Savers have been sucker-punched.

A barrage of blows by Governments over the past 20 years - mainly motivated by political expediency or financial urgency – has left millions of ordinary savers dazed and confused.

There’s been no co-ordinated savings policy to get a grip on; pensions have been persistently poleaxed by poor policymaking; and ham-fisted means-testing continues to bamboozle pensioners.

Britons who simply want to save for themselves, their families and their future – and be confident that their efforts will be rewarded with support and encouragement - have been woefully ignored, making a mockery of Government commitments to engage its population in long-term savings.

So what on earth happened to our savings culture, and who’s to blame for its betrayal?

To help you make sense of the story behind our saga, we’ve laid bare the savings landscape. It’s neither a pretty sight nor a path to saver salvation but it does underline how it all went wrong and who is to blame – an unholy mix of poor Government, less-than-robust regulation and the eternal struggle between customers and financial institutions to try and simply grab ‘a decent deal’.


Sending out the wrong message

Giving an incentive to savers to, well, simply save doesn’t sound like rocket science: yet it’s a puzzle that has bested governments, regulators and think-tanks for decades. Today’s saving statistics show how far the rot has now set in: it must be stopped.

Pulverising final salary pension funds

Final salary schemes, allowing you to retire on up to two-thirds of your last paycheque, are not likely long for this world. Neglected while the going was good and stock markets soared, their rapid – and now very public - disappearance thanks to ballooning costs, suffocating regulation and our longer lifespans will be mourned by savers.
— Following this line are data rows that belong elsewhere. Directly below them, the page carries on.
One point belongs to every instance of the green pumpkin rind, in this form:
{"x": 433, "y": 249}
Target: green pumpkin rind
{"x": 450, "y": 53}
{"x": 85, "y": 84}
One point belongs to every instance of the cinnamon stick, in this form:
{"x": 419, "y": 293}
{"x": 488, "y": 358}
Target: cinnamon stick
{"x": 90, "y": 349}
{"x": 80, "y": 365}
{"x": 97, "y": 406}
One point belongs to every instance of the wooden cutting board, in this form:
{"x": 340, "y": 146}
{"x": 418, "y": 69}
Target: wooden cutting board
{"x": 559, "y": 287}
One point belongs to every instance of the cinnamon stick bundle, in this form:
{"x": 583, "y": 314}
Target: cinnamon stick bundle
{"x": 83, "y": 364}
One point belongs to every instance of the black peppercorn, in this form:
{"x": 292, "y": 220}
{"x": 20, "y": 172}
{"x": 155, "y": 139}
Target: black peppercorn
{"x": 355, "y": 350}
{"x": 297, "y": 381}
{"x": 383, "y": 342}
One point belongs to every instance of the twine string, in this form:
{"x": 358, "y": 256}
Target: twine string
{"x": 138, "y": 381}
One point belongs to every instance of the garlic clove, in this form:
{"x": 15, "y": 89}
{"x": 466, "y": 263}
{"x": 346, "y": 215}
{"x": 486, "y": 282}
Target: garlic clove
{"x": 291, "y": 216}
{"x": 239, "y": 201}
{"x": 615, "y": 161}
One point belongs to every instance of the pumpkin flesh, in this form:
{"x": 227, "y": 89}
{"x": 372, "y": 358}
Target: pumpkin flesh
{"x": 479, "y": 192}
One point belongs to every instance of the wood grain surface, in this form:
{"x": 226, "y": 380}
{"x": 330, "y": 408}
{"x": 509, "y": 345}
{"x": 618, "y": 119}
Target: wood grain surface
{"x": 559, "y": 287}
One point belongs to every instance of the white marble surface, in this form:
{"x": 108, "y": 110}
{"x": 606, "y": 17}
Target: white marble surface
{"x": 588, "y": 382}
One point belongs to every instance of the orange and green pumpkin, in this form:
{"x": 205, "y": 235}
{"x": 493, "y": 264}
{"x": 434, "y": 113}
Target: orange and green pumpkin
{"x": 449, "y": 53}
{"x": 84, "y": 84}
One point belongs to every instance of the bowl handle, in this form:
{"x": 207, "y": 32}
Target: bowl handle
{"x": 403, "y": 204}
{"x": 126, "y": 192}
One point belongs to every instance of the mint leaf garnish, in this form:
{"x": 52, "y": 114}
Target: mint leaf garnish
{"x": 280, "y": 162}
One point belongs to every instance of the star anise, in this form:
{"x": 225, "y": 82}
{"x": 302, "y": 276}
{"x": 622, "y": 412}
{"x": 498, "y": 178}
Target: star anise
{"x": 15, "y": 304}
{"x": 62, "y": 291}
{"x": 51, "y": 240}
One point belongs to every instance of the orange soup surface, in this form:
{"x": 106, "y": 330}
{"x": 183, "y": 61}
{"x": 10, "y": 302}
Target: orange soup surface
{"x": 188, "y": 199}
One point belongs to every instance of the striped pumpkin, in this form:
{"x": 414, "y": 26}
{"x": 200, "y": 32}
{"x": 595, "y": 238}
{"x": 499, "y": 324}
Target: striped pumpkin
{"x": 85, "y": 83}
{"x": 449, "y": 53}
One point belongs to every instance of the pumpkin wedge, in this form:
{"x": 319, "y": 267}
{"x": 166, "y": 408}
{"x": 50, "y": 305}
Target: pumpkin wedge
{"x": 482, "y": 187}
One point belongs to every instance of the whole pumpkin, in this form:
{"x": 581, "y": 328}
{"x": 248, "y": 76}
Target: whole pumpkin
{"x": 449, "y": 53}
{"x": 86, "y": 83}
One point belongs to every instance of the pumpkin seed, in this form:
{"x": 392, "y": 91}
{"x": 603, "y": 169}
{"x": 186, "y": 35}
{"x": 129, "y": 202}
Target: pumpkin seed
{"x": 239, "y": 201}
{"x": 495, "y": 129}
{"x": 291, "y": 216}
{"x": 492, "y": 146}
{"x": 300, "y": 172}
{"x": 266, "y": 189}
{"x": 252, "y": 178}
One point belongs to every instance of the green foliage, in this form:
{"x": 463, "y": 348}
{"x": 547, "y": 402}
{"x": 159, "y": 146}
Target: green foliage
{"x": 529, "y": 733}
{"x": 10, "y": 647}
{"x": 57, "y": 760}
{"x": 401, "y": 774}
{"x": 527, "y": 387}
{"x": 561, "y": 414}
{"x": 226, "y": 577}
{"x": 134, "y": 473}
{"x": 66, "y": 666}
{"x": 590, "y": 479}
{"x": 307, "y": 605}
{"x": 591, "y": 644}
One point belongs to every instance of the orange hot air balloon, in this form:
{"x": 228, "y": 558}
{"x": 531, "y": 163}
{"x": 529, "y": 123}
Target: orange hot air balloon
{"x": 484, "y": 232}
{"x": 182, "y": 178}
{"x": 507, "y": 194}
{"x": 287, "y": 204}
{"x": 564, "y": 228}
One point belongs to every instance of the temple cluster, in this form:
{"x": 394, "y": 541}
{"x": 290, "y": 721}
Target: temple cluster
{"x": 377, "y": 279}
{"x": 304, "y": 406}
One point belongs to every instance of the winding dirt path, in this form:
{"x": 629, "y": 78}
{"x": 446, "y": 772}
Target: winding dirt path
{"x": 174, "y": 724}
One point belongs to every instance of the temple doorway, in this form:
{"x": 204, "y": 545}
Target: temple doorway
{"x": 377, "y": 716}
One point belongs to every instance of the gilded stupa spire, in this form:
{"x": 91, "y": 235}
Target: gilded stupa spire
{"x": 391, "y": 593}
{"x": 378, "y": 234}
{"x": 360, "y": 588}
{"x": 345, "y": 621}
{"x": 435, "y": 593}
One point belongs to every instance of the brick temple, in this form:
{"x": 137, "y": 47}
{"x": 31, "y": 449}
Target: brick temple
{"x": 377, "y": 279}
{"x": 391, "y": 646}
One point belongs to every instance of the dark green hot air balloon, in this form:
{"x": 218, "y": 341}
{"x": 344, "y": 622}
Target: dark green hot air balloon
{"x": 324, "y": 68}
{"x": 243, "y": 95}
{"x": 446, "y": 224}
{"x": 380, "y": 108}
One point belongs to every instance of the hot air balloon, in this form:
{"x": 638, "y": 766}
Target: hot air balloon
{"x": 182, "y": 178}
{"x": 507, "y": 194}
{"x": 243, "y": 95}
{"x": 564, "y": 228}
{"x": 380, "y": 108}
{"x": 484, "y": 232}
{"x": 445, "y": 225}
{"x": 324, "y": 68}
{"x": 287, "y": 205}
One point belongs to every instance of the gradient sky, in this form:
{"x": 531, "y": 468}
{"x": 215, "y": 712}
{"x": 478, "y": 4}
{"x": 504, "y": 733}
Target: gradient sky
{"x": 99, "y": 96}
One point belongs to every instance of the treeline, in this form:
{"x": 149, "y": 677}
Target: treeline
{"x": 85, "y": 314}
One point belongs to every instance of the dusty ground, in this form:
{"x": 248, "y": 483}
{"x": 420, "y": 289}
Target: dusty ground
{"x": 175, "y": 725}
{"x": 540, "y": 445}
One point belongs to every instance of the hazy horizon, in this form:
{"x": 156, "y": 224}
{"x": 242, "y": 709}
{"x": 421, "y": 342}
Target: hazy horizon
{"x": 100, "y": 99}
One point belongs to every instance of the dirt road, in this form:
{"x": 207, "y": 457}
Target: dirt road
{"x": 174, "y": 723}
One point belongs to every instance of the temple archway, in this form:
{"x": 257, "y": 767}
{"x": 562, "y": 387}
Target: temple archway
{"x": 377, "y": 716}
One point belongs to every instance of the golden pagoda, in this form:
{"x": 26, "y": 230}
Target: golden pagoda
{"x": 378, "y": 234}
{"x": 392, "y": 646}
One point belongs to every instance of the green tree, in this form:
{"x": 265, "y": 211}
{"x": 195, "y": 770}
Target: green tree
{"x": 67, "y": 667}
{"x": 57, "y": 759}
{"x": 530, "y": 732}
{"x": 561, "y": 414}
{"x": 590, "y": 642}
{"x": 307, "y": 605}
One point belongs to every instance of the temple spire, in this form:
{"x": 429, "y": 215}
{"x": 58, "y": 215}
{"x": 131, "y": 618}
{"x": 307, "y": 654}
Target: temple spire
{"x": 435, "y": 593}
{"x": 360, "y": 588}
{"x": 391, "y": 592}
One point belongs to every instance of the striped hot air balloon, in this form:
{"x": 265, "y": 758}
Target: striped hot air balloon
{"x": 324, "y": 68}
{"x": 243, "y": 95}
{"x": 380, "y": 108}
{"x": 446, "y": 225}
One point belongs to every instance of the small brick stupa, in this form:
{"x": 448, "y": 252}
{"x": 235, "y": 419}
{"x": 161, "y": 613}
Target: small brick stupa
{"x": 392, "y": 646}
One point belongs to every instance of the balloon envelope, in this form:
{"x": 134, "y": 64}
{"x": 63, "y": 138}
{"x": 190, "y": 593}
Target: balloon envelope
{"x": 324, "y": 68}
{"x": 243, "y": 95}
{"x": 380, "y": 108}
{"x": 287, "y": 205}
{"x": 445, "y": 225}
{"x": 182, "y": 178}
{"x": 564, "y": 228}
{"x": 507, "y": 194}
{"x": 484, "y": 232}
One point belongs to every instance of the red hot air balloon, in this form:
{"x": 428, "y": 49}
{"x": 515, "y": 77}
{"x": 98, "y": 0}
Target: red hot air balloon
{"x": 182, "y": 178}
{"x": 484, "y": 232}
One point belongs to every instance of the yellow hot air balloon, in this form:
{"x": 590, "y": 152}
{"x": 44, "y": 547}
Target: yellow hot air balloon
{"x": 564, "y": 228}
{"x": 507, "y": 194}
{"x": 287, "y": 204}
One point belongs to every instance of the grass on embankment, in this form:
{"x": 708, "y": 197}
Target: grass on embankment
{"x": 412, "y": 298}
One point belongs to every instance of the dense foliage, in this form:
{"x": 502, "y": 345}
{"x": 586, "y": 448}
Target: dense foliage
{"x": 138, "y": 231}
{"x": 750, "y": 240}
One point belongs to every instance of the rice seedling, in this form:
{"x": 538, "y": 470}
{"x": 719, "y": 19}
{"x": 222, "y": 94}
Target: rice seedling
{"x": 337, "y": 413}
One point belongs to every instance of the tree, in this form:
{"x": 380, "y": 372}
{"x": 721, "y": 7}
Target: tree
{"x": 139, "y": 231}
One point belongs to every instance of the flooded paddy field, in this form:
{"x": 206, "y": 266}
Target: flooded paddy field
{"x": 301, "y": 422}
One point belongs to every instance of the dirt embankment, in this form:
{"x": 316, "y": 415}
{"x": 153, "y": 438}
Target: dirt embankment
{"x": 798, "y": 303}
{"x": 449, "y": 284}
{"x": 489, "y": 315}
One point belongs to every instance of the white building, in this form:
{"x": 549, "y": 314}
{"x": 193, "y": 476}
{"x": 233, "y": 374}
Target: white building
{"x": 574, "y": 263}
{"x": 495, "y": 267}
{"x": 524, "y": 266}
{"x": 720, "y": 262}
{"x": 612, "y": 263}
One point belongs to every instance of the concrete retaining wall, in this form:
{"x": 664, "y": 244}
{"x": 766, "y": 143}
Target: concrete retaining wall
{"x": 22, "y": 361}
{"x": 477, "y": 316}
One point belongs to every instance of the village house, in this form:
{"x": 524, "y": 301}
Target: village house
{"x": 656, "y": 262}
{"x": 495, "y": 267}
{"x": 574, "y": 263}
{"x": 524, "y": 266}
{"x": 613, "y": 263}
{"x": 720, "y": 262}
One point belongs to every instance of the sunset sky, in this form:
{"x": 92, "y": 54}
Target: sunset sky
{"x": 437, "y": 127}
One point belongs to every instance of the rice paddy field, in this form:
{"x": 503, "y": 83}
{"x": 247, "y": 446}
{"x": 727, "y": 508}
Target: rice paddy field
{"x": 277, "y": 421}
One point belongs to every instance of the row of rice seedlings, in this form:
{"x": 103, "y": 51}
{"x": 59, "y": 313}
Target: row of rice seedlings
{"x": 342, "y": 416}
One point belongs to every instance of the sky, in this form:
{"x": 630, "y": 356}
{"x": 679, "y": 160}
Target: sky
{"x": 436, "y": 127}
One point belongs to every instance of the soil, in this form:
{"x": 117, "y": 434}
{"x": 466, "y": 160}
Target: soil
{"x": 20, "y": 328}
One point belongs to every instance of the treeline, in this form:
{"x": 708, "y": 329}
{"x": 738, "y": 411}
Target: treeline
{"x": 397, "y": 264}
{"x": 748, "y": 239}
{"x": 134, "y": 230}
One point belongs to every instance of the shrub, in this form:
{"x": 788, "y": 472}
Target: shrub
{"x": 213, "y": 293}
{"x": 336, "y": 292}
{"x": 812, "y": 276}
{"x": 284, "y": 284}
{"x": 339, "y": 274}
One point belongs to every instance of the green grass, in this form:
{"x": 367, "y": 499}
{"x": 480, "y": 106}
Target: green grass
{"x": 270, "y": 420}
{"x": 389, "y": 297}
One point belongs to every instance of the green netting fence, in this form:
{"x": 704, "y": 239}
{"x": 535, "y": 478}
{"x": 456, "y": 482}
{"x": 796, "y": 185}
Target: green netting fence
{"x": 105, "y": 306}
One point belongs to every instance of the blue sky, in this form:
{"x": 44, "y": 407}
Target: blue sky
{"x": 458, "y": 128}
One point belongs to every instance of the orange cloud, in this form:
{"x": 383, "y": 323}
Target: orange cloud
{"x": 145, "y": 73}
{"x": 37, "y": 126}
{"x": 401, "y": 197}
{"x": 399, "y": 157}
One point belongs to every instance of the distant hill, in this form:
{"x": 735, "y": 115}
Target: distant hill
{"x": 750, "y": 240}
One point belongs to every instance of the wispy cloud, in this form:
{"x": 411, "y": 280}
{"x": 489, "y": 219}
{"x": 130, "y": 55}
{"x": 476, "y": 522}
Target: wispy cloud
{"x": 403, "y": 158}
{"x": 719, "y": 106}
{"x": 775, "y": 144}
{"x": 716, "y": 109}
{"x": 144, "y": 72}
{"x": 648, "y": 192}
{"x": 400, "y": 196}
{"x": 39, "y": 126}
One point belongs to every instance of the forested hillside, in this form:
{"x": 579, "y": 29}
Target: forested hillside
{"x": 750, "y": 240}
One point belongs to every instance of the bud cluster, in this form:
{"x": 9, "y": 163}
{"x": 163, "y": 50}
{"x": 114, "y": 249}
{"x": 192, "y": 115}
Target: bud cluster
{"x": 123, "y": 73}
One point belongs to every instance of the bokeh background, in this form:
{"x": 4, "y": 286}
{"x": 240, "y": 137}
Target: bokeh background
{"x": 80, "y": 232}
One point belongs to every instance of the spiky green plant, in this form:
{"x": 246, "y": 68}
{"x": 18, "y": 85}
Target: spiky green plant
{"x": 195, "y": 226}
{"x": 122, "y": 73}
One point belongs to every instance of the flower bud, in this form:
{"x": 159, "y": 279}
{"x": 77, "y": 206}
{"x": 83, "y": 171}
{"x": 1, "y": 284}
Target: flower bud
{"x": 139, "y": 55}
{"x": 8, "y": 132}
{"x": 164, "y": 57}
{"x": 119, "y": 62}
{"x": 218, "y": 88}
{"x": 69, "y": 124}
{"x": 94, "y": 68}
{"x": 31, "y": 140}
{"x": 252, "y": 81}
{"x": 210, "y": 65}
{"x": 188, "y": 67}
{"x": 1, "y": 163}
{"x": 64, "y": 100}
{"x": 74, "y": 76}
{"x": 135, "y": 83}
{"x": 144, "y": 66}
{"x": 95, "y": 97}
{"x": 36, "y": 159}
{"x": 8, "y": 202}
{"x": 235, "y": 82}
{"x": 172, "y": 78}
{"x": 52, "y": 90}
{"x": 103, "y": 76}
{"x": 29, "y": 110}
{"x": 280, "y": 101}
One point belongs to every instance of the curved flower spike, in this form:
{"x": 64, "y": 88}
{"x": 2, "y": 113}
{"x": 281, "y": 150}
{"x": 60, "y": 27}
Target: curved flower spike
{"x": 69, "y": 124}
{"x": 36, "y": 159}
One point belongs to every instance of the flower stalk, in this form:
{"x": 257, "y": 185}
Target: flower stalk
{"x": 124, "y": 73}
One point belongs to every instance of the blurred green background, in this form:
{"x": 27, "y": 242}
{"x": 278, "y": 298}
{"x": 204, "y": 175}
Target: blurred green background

More penalties for pension savers….

It’s not just pension performance that’s a major worry: a deadly mix of means-testing and untested Government policy could undo big plans for a new semi-compulsory pension saving scheme to go live in 2012. The deadweight of regulation, it’s clear, is in danger of ruining decent pension provision.

Inequalities between public and private pensions

One of the future’s most likely ferocious financial battles: between the pensions ‘haves’ and the ‘have-nots’. Retirement worries for public sector workers are generally scorned as risk-free, while private sector workers scrimp and save to try and eke out a modest pension pot. The truth is rather different, but Government failings have left a lot to answer for.

Unprotected savings?

Who can forget the stupefying scenes outside Northern Rock branches in September 2007 when a run on the bank sent panicking savers scurrying for their cash? Never had anyone imagined their ‘money in the bank’ would be under threat, nor their pension cash in peril.